Of course, I don't think you'd see much enthusiasm for a mens only room. So, uh, let's go with the membership discount as the preferred alternative.

I put the issue to a female friend at work, who as you might expect, took a contrary position. "Deal with it." was the substance of her rebuttal. She got quite animated and seemed to have as strong an opinion about it as I did. I pressed her for a more robust argument, and she actually came up with a savvy one. She said something along the lines of "You never hear women complain when we get overcharged at the dry cleaner. Or for a haircut."

Me: "Haircut? But women get all that fru fru shit done when they get their hair cut. Men's cuts are simpler."

Her: "What about women with short hair who just want a simple hair cut? Why should they get charged double?"

Me: "hmm.........."

Her: "Whatever you pay at the dry cleaner for a shirt, they charge double for a women's shirt, even though its the exact same process."

Me: "Really? That doesn't seem fair. Wait a minute. Aren't women's shirts all silky and scented and dainty and what-not? Don't they require extra care?"

Her: "No! It's the exact same process!"

So okay, she's got a point. Now, my position on the womens-only room at the gym is unchanged. Two unfairs don't make a fair. But I now hereby stand for haircut and dry-cleaning gender-based pricing reform. And I am against all other such bullshit raw deals.

Someday, when I'm on a one dollar coin, you'll all realize I was right.

Sunday, November 04, 2007


Is it me, or is "Awareness" completely worthless? All this ribbon wearing, all the marching - can someone articulate what the point is? What does it accomplish? "We want to promote awareness." What does that even mean?

Let's say you care passionately about an "issue". And by "issue" I mean one of the issues that currently is represented by an awareness ribbon. Wikipedia has a list here. If you really want to make a difference for, for example, cancer sufferers, wouldn't you donate money? Volunteer at a hospital? Lobby for more public funding for research? Something along those lines? How exactly does wearing a ribbon, or marching to promote "awareness" do a damned thing? Who, specifically, in the audience of the awareness pageant wasn't already aware of cancer?

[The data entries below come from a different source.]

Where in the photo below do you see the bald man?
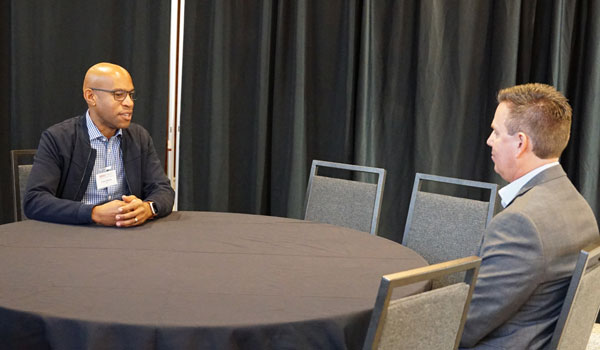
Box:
[23,63,175,227]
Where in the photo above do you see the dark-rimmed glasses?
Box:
[90,88,136,102]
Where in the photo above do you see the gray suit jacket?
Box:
[461,166,598,350]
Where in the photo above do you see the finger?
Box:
[122,194,142,203]
[115,205,147,221]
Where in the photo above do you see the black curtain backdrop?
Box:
[0,0,600,245]
[179,0,600,241]
[0,0,170,223]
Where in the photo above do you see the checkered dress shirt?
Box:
[81,111,128,205]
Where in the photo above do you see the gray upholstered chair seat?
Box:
[304,160,385,234]
[363,256,481,350]
[10,149,36,221]
[402,173,497,285]
[550,241,600,350]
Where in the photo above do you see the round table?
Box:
[0,211,427,349]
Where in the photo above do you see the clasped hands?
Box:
[92,195,152,227]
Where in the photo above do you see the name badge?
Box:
[96,167,117,190]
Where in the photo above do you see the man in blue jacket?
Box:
[23,63,175,227]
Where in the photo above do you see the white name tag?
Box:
[96,167,117,190]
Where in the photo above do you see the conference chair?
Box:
[363,256,481,350]
[304,160,385,235]
[402,173,497,282]
[10,149,36,221]
[550,241,600,350]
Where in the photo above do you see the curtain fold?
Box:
[179,0,600,241]
[0,0,600,235]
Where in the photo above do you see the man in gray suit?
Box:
[461,84,599,350]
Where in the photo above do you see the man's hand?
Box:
[92,200,127,226]
[115,195,152,227]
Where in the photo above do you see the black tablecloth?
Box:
[0,212,426,349]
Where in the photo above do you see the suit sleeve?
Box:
[460,212,544,347]
[23,131,94,224]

And, if their awareness is temporarily heightened, what exactly does that achieve?

I am unconvinced that "awareness" does anything at all besides advertise the do-goodedness of the ribbon wearer and/or provide a outlet for frustration for people who want to make a difference but have no idea how. "But girls need to know the importance of doing regular checks for breast cancer." Agreed. But isn't communicating that message the rightful job of parents, teachers and doctors? Why exactly do you want that message communicated via parade? Isn't that less effective?

Someone coined the word "Slacktivism" to indicate someone who pretends to be an activist but doesn't actually do anything besides making the most superficial and lazy gestures. Ribbon wearing is cited as textbook example of slacktivism. Now, I actually don't agree 100% with this perspective. I can be an incredible slacker activist if I sit at home in my underwear, eat doritos, and occasionally click my mouse to donate money via paypal to cancer research. In my opinion, that's 100 times as valuable as a high energy, ribbon wearing dude who spends all his free time promoting "awareness". The awareness guy is doing diddily shit, accomplishing nothing except fueling his own superiority complex, while I'm greasing the wheels on actual research.

But of course, he cares so much that he sees it as his mission to educate others. By not wearing a ribbon, clearly, I must care less than he does about cancer.


Not Helpful

This sort of ties back to my old complaints about political protests on the streets. What do they ever accomplish? What CEO ever heard the commotion on the street below, walked over to his venetian blinds, pushed them open between his index and middle fingers, looked through the crack at the throng of determined protesters on the street and said "My God. What have I done?" Nooooooo one. And what has ribbon wearing and "awareness" ever accomplished, besides giving useless people a vague sense of accomplishment? Nothing!